1. Toxicologie analytique :

La recherche de mercure dans les vomissements, les selles, les urines, le liquide de lavage gastrique, est pratiquée classiquement avec la pile de Smithson, formée d’une lame d’or enroulée en spirale autour d’un cylindre d’étain ; plongée dans le liquide suspect, acidulé par HCL, la spirale devient blanchâtre, en quelques heures, par dépôt du mercure sur l’or ; chauffée ensuite dans un tube, la spirale abandonne le mercure qui se condense en fines gouttelettes sur les parois froides.

La recherche du poison dans les viscères exige d’abord la destruction totale et rapide de la matière organique, sans perte, ni cause d’erreur. Pour le mercure, la meilleure méthode est celle du chlore naissant (obtenu par action du gaz chlorhydrique sur le chlorate de potassium) qui permet d’isoler 97% du métal contenu dans la masse. Cette opération transforme les sels de mercure en bichlorure dont la caractérisation est effectuée par des réactions précises et sensibles. Pour le dosage, il existe des micro méthodes (pondérales, volumétriques ou colorimétriques) sensibles jusqu’au centième de milligramme.

2. Interprétation des résultats :

Normalement, il n’existe pas de mercure dans l’organisme, tout au plus quelques dixièmes de milligrammes.

La présence dans le corps de plusieurs milligrammes est significative, mais il reste à faire la différenciation entre le mercure-poison et le mercure-madicament ; tache malaisée car, après un traitement mercuriel, une quantité importante du toxique est retenue pendant plusieurs mois dans le foie et surtout les reins.
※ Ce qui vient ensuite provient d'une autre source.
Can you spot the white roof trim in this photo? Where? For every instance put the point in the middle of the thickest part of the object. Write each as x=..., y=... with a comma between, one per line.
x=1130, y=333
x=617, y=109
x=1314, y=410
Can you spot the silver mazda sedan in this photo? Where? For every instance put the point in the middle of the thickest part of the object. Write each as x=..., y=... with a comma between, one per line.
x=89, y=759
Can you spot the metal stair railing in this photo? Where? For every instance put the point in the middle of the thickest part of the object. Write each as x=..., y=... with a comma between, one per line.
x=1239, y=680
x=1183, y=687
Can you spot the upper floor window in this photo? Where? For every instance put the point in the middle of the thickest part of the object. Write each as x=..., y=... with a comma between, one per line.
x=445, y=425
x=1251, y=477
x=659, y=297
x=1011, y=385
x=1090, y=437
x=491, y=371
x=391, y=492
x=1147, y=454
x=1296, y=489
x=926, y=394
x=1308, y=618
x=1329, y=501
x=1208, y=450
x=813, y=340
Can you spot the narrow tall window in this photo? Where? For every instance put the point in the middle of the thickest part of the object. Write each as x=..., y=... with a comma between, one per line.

Il est parfois impossible de prouver que le mercure a causé la mort ; l’analyse ne permettant pas de connaître la nature du composé mercuriel qui a été introduit dans l’organisme.

Une enquête sérieuse doit déterminer si la victime a suivi auparavant un traitement hydrargyrique et à quel moment il a eu lieu. C’est dans le foie que se fixe le mercure « résiduel », alors que, dans l’intoxication aigue, on le retrouve dans les reins avec un pourcentage deux ou trois fois supérieur à celui du foie.

Cependant, le pourcentage dans les reins dépasse le quintuple du pourcentage dans le foie pendant l’élimination du mercure pris à dose thérapeutique. La présence exclusive de Hg dans le tube digestif s’accorde avec l’ingestion de mercure sous forme non toxique. Reins, foie, tube digestif, doivent être prélevés séparément en vue des recherches toxicologiques.

Le LCR et le cerveau contiennent parfois quelques mg  de hg dans l’intoxication lente ou chronique.

La reconstitution de la symptomatologie, les lésions relevées à l’autopsie, les doses et la répartition du poison, les données de l’enquête contribuent efficacement à orienter le diagnostic médico-légal.